Ginczanka is one of the few crucial women writers in twentieth century Polish literature. But since there was a gap in her reception, we’re basically only now witnessing her impact on the Polish literary canon. I believe time will tell more of how she’s made an impact on contemporary Polish poetry.

In terms of her place in world poetry, I can say I invited Yusef Komunyakaa to write a preface to this volume because I saw a resonance between his 1988 collection Dien Cai Dau—in which he addressed his experiences in Vietnam during the war—and On Centaurs. The way both poets orchestrate flora and fauna to violent ends in their respective collections is curiously symbiotic, and I knew Komunyakaa had the perfect sensibility to understand Ginczanka and to introduce her to more audiences. It was very important to me that the poet who introduced her was not a poet from a Slavic background because I want as many people to be exposed to her as possible, and also because I find that as a scholar in Slavic Studies, we are often a lot more insular, exclusive, and territorial than other fields. She is incredibly important to the Polish tradition and, at the same time, I believe she is a world’s poet.
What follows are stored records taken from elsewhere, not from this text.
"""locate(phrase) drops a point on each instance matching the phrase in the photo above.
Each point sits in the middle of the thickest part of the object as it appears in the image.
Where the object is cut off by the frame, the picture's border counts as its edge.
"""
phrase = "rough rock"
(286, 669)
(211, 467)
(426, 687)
PF: On Centaurs & Other Poems is an excellent read, and I’m sure the process of translating it and seeing it published has been both fun and challenging. Are you taking a well-deserved break, or working on a new project?
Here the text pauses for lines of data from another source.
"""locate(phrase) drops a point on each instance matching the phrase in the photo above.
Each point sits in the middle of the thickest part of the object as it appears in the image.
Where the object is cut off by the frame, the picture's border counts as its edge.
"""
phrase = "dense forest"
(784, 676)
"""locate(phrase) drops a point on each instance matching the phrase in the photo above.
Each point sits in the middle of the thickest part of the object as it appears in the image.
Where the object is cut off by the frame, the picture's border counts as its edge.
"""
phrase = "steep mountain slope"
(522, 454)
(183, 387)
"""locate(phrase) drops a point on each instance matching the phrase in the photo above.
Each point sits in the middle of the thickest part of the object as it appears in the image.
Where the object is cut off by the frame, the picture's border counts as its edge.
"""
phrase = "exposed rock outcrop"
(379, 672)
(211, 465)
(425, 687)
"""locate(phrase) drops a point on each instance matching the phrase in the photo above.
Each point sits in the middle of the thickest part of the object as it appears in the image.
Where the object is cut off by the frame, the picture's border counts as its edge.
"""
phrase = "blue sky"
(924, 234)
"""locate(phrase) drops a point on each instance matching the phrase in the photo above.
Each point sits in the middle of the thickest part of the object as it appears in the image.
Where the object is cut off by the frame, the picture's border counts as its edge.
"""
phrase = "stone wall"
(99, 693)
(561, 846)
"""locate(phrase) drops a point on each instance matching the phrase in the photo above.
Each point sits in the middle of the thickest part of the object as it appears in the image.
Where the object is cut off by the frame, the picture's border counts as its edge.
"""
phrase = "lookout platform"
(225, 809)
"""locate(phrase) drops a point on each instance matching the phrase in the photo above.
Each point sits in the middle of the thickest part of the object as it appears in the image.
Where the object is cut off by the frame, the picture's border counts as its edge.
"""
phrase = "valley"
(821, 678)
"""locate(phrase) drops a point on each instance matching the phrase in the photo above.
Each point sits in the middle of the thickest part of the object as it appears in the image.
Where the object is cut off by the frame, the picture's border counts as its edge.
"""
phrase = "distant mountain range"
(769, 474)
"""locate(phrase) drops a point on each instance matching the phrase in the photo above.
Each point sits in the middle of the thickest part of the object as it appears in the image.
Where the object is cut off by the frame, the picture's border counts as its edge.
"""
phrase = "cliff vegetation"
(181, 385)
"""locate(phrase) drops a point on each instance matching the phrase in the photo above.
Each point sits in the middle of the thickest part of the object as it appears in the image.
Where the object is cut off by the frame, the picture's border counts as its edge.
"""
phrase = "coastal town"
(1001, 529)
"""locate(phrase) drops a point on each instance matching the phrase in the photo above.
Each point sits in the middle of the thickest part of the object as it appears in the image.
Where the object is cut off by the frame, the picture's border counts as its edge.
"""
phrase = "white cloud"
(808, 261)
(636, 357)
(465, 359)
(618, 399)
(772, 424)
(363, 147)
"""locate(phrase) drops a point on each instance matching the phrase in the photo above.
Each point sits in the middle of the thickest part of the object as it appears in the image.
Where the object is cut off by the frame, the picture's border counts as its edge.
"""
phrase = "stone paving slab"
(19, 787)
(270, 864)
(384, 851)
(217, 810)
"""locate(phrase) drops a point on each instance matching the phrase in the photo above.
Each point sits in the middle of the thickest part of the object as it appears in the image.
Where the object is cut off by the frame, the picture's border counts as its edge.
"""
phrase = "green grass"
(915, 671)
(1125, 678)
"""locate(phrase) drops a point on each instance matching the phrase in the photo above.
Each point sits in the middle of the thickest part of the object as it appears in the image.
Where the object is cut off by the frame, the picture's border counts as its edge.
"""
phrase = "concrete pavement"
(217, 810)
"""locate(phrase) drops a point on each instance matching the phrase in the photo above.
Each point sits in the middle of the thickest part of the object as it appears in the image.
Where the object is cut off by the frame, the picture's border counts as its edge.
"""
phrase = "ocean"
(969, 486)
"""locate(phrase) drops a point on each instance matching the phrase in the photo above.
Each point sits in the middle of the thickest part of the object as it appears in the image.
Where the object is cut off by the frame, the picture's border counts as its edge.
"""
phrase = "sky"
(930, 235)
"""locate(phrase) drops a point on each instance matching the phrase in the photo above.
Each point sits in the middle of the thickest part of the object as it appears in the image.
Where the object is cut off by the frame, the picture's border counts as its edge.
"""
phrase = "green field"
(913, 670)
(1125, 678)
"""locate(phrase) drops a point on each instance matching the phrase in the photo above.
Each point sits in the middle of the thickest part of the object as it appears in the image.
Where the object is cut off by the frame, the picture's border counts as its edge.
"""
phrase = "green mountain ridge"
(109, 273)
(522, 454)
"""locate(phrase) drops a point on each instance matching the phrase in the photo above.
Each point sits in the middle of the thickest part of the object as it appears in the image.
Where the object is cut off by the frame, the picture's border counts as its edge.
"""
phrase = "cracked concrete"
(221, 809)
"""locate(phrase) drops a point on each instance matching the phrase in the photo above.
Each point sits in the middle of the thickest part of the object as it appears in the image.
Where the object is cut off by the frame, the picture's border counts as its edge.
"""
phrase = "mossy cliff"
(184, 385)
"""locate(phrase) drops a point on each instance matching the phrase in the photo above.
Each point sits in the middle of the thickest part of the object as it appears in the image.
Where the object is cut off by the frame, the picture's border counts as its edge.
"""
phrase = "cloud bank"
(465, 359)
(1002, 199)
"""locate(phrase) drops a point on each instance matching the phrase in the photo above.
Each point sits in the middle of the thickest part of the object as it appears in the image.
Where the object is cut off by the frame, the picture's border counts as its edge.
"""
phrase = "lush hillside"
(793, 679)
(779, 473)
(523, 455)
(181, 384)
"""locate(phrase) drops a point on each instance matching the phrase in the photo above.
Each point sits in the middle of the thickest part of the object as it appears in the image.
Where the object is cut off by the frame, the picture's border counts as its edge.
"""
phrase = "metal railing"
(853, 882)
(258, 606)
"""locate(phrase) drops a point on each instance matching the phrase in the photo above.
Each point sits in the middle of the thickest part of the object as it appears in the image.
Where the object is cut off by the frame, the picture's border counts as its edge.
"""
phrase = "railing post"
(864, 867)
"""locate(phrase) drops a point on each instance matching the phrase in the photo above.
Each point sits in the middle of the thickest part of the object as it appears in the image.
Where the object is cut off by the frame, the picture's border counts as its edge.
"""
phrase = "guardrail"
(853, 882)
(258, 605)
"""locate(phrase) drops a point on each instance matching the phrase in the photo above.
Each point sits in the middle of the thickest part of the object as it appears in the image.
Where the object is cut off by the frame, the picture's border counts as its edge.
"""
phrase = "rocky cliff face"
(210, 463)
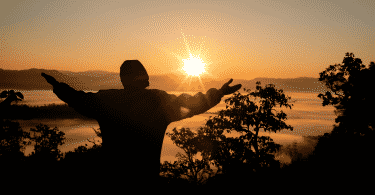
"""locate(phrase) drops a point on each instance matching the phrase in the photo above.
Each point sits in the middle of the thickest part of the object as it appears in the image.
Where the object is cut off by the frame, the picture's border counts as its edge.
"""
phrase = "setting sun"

AB: Having my first book out means that I might have the chance to continue doing this kind of work for the rest of my life, and I don’t take that for granted. Now I am continuing to publish new poems of my own, and I am also translating Czech poet Bohumila Grögerová’s 2008 collection Rukopis, or Manuscript, which presents me with a series of exciting new challenges. Grögerová’s collection is stunning. She wrote it after her husband Josef Hiršal passed away, so it marks her return to working independently in her eighties, after having worked collaboratively with her husband for the larger part of her career. Grögerová also wrote Rukopis while going blind, and this loss of her sight brought about a shift in her aesthetic; although she wrote primarily Concrete poetry during her lifetime, with this collection, Grögerová began to focus more on imagery in her work rather than on its visual layout. I have found working on this project to be deeply meaningful and since I’ll be teaching undergraduates in Prague this summer, I hope to be able to access Grögerová’s archives while I’m there.

Alex Braslavsky is the translator of On Centaurs & Other Poems (World Poetry Books, 2023) by Zuzanna Ginczanka, who was killed in the Holocaust at age twenty-eight. She is also a poet and scholar working toward her doctorate at Harvard.

Piotr Florczyk is an award-winning poet, translator, and critic. He teaches Global Literary Studies at the University of Washington, Seattle.